Time to Fire Your Financial Advisor? This Bethesda Investment Firm Thinks So.

Does your advisor charge you too much? In this piece for the Washington Business Journal, Rebalance IRA Managing Director Scott Puritz challenges you to find out, and highlights what makes our firm so unique in practice.

Scott Puritz thinks you might need to fire your financial advisor.

As the Managing Director of Bethesda-based Rebalance IRA, his motives are at least partly selfish. He believes a lot of people would benefit from what he said are the lower fees charged by his company.

But he also sees the long-entrenched relationships with financial advisers, and the fees they charge, as one of the less acknowledged problems facing many wealthier Americans — that the person they have trusted for years to help them invest may be charging them far more than they realize.

“It’s about overcoming the inertia,” Puritz said, adding that many people have used the same adviser for years, or even inherited them from family members. “Telling someone you might have placed your trust in the wrong person — they don’t believe it.”

He says comparing brokerage statements usually reveals how much they are paying in fees, and that is Rebalance IRA’s best pitch to a potential customer.

Here’s how it works: Rebalance IRA uses what is called “portfolio indexing,” which is a type of mutual fund with stocks chosen by the firm to match that of a market index, like Standard & Poor’s 500. The idea is that indexing, over time, beats the performance of more actively managed funds while operating at lower costs. Rebalance IRA also pairs clients with an investment adviser and a customer service representative for that added personal touch.

So far Rebalance has kept its fees to less than half of 1 percent, compared to wealth managers who charge anywhere from 1 to 2 percent in fees. Rebalance IRA’s diversified growth portfolio has just 0.012 percent fees, which means someone who invest $100,000 into it only pays $120.

Since its founding in 2013, the company has grown to 21 employees with a second office in Silicon Valley, and about $2 million in revenue.

Puritz said while it took about four and a half years for Rebalance to reach $500 million in assets, he thinks it will only take another two and a half years to reach $1 billion.

“We have been growing at about 30 percent a year,” Puritz said. “But we feel like we are just getting warmed up.”
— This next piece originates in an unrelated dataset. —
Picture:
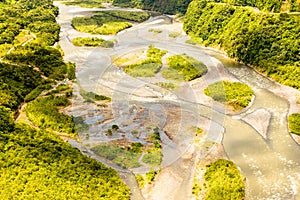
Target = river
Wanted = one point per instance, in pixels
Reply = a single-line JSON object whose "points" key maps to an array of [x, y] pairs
{"points": [[270, 165]]}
Puritz is no stranger to the spotlight either. He has been interviewed by NPR and testified in front of the Senate in support of what was called “the fiduciary rule,” which would have put stricter conflict-of-interest standards in place by financial and wealth advisers. In that testimony he said that 30 percent of the company’s client base comes to Rebalance after a bad experience with their previous brokerage firm, what he called “brokerage refugees.”

Before Rebalance, Puritz founded a number of tech companies, including OptiGlobe and Diveo. Rebalance’s chief investment officer is Mitch Tuchman, a seasoned investment professional who founded “do-it-yourself” online investment service MarketRiders and was a hedge fund subadviser for ApexCapital.

But Rebalance is not alone in its quest for low fees. It is also part of a much larger, industry-wide trend away from high fee-based investment advice, according to ICI Research, which analyzes investment firm data. Expense ratios for mutual funds, which include fees, are coming down across the board, from about 1.04 percent in 1996 to 0.63 percent in 2016. Fees tend to vary by region as well.

While convincing customers to part ways with their previous advisors is one of the top challenges facing Rebalance, another might be finding ways to break through what sometimes is a massive wave of advertising from other wealth advisors and financial firms.

That makes it hard to reach potential customers, so Puritz said the company is working on creating channel partners who could in turn offer Rebalance to their own clients or customers.

“People spend more time thinking about where they should change the oil in their car than the optimal way to invest their retirement assets,” Puritz said. “Whether it’s embarrassment or fear or some negative feeling of incompetence, they are intimidated by the topic.”